20.00 W końcu na mecie!!!
Przez 12 godzin przejechał 997 okrążeń i kawałek. Zaraz to policzymy...
Tak, dokładnie było 398 kilometrów 850 metrów. Brawo!
Na nasze pytanie o to czy zamierza jechać kolejnych 12 godzin, zdecydowanie odpowiada, że NIE!
Meldunek 19.00
360 km – 10:50’05” SMS od Gosi i proszę, przybywa grupa Calbud Presto Szczecin…
Meldunek z 18.00
800 okrążeń - 9:31'25” Na szczęście tylko pokropiło. A Kalinowski? On już nic nie mówi. Choć na jego twarzy nie widać zmęczenia, to jednak średni czas jednego okrążenia spadł o około 2-3 sekundy. To jednak nadal daje mu średnią około 33 km na godzinę. Minęło 10 godzin jazdy i na liczniku ma już 335 kilometrów. Na razie gdybamy, ale gdyby dojechał z tą prędkością, to 1000 okrążeń ma w kieszeni. Oj, chyba będziemy się chyba denerwowali…
PS. Specjalne pozdrowienia od organizatorów i komisji sędziowskiej ślemy do pana ZDZISŁAWA JÓŚKO z Rochester w USA.
Meldunek 16.30
700 okrążeń – 8:11’41”
Niestety nad Szczecinem pojawiają się czarne chmury i zaczyna grzmieć...
Meldunek z 16.00
600 okrążeń – 6:58’37” 250 km – 7:16’30” 270 km – 7:53’23”
Jeszcze cztery godziny
Powoli zbliżamy się do finału. Około 15.00 Z. Kalinowski zrobił sobie przerwę na siusiu, posiłek i założył świeży strój (trwało to 6’17”).
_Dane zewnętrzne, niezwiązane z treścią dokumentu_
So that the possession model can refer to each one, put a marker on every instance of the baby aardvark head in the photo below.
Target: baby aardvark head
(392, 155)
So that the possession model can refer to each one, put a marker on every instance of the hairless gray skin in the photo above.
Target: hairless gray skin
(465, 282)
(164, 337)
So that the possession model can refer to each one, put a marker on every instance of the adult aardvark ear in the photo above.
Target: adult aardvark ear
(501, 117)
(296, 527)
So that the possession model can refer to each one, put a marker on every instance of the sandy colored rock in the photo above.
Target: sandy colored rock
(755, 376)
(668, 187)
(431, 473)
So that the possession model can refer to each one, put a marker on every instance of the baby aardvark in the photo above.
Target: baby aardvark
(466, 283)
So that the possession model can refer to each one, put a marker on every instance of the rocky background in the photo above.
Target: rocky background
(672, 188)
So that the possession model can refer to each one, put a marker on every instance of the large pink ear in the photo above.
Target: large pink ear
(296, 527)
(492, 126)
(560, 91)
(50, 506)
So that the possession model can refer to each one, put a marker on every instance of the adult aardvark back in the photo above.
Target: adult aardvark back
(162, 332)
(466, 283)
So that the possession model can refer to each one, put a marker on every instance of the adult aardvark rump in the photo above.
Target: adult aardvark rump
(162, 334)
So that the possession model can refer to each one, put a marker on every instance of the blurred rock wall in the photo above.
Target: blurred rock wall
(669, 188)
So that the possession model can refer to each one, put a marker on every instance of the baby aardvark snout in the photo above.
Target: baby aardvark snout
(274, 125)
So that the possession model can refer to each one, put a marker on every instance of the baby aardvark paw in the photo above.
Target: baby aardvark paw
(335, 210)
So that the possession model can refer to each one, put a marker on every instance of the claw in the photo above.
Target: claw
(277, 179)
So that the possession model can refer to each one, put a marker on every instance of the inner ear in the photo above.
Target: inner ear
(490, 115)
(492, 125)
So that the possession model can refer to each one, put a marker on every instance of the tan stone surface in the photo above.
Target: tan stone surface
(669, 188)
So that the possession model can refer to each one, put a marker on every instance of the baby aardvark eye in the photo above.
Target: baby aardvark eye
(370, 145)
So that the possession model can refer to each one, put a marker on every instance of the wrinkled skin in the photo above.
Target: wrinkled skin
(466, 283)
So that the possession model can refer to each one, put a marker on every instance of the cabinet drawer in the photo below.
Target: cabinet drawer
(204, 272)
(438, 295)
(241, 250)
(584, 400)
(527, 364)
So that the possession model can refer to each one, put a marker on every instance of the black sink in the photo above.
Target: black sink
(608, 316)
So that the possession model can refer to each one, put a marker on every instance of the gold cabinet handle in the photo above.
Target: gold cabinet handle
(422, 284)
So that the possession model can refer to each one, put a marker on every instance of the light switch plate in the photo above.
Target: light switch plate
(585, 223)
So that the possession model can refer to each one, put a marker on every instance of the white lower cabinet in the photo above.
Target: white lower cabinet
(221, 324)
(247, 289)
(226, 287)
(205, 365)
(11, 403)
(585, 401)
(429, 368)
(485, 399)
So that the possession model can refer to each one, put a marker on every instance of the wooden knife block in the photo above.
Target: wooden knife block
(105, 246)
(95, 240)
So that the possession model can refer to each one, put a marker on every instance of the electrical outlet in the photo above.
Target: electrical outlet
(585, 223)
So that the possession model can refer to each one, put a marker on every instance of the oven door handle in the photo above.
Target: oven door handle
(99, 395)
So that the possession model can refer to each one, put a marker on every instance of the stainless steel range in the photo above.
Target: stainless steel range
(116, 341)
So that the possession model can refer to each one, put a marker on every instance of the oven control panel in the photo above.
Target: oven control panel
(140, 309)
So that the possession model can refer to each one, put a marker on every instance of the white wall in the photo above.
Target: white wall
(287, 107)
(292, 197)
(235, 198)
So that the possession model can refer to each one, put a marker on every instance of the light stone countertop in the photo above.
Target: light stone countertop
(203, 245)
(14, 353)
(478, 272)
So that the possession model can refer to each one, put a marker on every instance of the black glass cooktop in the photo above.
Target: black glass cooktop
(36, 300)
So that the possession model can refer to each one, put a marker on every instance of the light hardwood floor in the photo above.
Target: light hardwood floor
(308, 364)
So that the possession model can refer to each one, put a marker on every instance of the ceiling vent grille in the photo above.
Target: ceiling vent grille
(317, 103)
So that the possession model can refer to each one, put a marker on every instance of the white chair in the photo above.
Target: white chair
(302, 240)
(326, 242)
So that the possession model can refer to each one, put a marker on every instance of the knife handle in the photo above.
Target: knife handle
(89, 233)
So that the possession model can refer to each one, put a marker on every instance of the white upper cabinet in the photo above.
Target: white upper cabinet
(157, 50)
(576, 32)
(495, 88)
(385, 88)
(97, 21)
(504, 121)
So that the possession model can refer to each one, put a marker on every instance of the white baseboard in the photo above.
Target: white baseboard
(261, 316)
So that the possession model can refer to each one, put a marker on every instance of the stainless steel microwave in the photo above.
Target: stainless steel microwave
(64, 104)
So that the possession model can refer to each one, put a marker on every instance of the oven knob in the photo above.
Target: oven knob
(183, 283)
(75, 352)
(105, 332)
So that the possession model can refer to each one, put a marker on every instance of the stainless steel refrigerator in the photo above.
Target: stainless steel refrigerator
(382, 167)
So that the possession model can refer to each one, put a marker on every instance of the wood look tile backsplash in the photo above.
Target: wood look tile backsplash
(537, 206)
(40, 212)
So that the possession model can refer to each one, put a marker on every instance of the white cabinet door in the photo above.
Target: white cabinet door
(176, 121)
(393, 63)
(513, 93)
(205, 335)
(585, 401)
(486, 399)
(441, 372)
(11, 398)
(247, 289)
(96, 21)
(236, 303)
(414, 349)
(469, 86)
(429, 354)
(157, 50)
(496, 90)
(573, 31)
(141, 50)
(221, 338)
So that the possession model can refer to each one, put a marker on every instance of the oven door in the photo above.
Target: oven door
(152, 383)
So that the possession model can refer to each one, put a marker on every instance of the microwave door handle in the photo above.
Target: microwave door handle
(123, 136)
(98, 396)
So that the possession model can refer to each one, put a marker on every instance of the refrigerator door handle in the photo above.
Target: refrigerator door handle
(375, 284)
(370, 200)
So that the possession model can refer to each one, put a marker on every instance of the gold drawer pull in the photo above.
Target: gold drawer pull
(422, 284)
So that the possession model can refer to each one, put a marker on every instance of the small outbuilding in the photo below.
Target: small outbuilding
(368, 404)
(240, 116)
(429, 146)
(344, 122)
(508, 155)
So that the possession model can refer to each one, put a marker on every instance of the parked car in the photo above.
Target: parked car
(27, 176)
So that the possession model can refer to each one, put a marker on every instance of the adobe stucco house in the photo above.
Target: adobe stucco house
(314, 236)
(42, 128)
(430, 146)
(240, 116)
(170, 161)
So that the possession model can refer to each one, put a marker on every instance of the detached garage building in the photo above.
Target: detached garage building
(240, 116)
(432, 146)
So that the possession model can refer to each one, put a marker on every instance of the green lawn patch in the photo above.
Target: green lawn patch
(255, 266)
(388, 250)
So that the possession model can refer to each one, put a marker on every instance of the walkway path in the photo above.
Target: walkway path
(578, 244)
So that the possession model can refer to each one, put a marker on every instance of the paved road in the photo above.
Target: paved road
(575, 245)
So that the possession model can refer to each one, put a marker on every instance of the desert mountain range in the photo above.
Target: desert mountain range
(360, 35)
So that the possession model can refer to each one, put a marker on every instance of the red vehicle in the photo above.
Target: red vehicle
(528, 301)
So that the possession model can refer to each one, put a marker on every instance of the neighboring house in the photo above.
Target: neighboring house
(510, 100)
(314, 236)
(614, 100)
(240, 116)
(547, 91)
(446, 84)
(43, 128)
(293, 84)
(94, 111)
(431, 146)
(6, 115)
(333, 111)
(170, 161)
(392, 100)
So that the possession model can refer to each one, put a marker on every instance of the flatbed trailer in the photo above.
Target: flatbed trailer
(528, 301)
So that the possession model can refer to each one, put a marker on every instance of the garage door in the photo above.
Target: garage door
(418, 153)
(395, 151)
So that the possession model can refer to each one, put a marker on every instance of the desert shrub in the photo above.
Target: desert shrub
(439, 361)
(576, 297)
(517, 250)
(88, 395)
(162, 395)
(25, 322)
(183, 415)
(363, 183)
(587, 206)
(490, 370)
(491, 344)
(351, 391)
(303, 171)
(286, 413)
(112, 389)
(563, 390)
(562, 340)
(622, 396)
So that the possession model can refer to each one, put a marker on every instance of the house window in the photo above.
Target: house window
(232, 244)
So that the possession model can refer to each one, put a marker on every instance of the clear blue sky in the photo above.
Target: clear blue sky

Po tej chwili odpoczynku jego średnia spadła do 34,2 km na godzinę. Coraz więcej osób pytana nas o to czy w sumie przejedzie 400 km (1000 okrążeń). Nie chcemy zapeszać, ale wierzymy, że tak. - W tej chwili jedzie na 410 – mówi jeden z sędziów.
(tk)
Meldunek z 14.00
400 okrążeń - 4:31’57”
500 okrążeń – 5:43’26” – 200 km W 6 godzin przejechał 209 km i 800 metrów Dla żony? - Po co robię? Dla kształtowania charakteru, bo żona twierdzi, że mam trochę za słaby – Z. Kalinowski z uśmiechem na twarzy skomentował pytanie dziennikarza Radia Szczecin. W piątej godzinie zatrzymał się dokładnie na 3’16”. W tym czasie udzielił wywiadu, zjadł gorący obiad i się przebrał. Kilkanaście minut przed 14.00 zaliczył 500 okrążeń (200 km). Przez chwilę jego średnia spadła poniżej 35 km na godzinę, ale obecnie ponownie zwiększył tempo.
(tk)
Meldunek z 12.00
200 okrążeń przejechał w czasie 2:11,26”
216 okrążeń – 2:22’22”
100 km w czasie 2:45’24”
300 okrążeń – 3:19’16” 4 godziny – 142 kilometry Jako ciekawostkę dodajmy, że 110 kilometrze przejechał najszybciej jeden kilometr 1’27”
Osiem godzin do końca
Kalinowski ciągle jedzie i to z uśmiechem na twarzy. Nasi sędziowie podkreślają, że papiery posiadają już od 1968 roku, ale takiej imprezy jeszcze nie obsługiwali. W tej chwili z całej ekipy obsługującej próbę Kalinowskiego, najtrudniejsze zadanie ma syn Adam, który w pełnym biegu podaje ojcu pierwsze posiłki. Co chwilę odwiedzają nas kolejni kibice i sympatycy tego przedsięwzięcia. – Zdzichu trzymaj się! – krzyczy ZBIGNIEW MACIASZCZYK, kolarz ze Szczecina. Odwiedziła nas też ekipa Radia Szczecin. Co Zdzisław powiedział dziennikarzom? O tym napiszemy w następnej relacji.
(tk)
Meldunek z 10.00
Z głodu nie umrze
Pierwsze 100 okrążeń przejechał w czasie 1:05’14”. W dwie godziny zaliczył 183 okrążenia. W tej chwili jedzie ze średnią prędkością 36,4 km na godzinę. - Myślę, że przejedzie ponad 1000 okrążeń – przewiduje ELŻBIETA MAŁYSZ, kierownik obiektu w Miejski Ośrodek Sportu Rekreacji i Rehabilitacji w Szczecinie. W grupie kibiców i sędziów tematem do żartu jest menu (posiłki), które kolarzowi przywiozła żona Dorota. - Jesteśmy przygotowani na każdy wariant – pochwaliła się nam, że w swojej podręcznej lodówce ma m.in. naleśniki, jajecznicę, kurczaka, rybę, banany i napoje.
Tadeusz Krawiec
Meldunek z 8.30
- Nerwów nie ma ale stres jakiś tam jest – powiedział nam na minutę przed startem. Z powodu niepewnej pogody wahał się jaki strój ma założyć, ale ostatecznie zdecydował się na barwy choszczeńskie. Pierwsze okrążenie przejechał w 50:20”, a drugie już w 42:07”. Pierwsze cztery kilometry przejechał w 6:52:18, co w tej chwili daje mu średnią nieco ponad 34 km na godzinę.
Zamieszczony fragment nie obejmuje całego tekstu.